AR anchoring allows for anchoring of a scene or some root nodes of a scene into the user’s physical environment to provide an AR experience. AR anchoring is supported at the scene level and at the node level, as well as an extension through the definition of the MPEG_anchor extension. Multiple AR anchoring is then supported by adding the MPEG_anchor extension to several root nodes.
The MPEG_anchor extension consists of Trackable and Anchor objects as provided in Table 1. The definition of Trackable and Anchor objects shall be provided within an MPEG_anchor extension at the glTF file level.
Table 1 – MPEG_anchor extension provided at the glTF file level
Name | Type | Required | Default | Description |
---|---|---|---|---|
trackables | MPEG_anchor.trackable [1-*] |
✓ Yes | Provides a list of trackables used by the anchor objects. | |
anchors | MPEG_anchor.anchor [1-*] |
✓ Yes | Provides a list of anchors for a scene or for root nodes to enable AR anchoring |
The syntax and semantics of the Anchor object is provided in Table 2.
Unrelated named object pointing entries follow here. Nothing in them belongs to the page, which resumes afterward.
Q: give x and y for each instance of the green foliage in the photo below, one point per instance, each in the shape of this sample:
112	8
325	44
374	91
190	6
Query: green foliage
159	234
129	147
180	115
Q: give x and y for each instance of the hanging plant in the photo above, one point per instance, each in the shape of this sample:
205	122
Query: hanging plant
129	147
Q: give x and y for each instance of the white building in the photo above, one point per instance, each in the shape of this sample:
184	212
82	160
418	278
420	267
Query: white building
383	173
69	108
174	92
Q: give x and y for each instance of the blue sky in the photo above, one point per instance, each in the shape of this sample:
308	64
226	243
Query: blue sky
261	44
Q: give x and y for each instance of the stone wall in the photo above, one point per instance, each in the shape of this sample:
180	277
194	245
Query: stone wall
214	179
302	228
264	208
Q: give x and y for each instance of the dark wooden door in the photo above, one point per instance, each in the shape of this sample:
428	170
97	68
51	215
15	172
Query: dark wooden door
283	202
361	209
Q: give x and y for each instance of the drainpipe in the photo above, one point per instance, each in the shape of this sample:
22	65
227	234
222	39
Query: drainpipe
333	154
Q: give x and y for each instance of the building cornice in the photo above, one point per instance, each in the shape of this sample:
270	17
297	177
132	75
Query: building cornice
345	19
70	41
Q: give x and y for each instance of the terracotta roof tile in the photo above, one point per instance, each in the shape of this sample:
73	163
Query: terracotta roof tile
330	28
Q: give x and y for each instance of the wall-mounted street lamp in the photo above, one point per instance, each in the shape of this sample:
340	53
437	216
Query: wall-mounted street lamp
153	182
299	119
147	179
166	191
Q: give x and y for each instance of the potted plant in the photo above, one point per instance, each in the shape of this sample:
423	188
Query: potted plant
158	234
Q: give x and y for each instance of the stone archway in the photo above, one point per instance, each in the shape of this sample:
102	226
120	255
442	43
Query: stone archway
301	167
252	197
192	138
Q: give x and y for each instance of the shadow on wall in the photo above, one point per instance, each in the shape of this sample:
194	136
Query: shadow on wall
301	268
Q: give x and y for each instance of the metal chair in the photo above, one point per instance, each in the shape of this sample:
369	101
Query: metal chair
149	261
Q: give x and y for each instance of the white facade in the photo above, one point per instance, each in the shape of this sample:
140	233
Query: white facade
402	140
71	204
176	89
Table 2 – Definition of the Anchor object
Name | Type | Required | Default | Description |
---|---|---|---|---|
trackable | integer | ✓ Yes | Index of the trackable in the trackables array that will be used for this anchor. | |
requiresAnchoring | boolean | ✓ Yes | Indicates if AR anchoring is required for the rendering of the associated nodes. If TRUE, the application shall skip the virtual assets attached to this anchor until the pose of this anchor in the real world is known. if FALSE, the application shall process the virtual assets attached to this anchor |
|
minimumRequiredSpace | VEC3 | No | (0,0,0) | Space required to anchor the AR asset (width, height, depth in meters). This space corresponds to an axis-aligned bounding box, placed at the origin of the trackable space. Width is aligned with x axis, height with y axis and depth with z axis, expressed in trackable local space. This value shall be compared to the bounding box of the real-world available space associated with the trackable as estimated by the XR runtime. |
aligned | enumeration | No | NOT_USED | The aligned flag may take one of the following values: NOT_USED=0, ALIGNED_NOTSCALED=1, ALIGNED_SCALED=2. If ALIGNED_SCALED is set, the bounding box of the virtual assets attached to that anchor is aligned and scaled to match the bounding box of the real-world available space associated with the trackable as estimated by the XR runtime. |
actions | array(number) | No | N/A | Indices of the actions in the actions array of the interactivity extension to be executed once the pose of this anchor is determined. An example is a setTransform action to place the virtual assets attached to that anchor. |
light | integer | No | N/A | Reference to an item in the lights array of the MPEG_lights_texture_based extension. |
The definition of the Trackable object is provided in the Table 3.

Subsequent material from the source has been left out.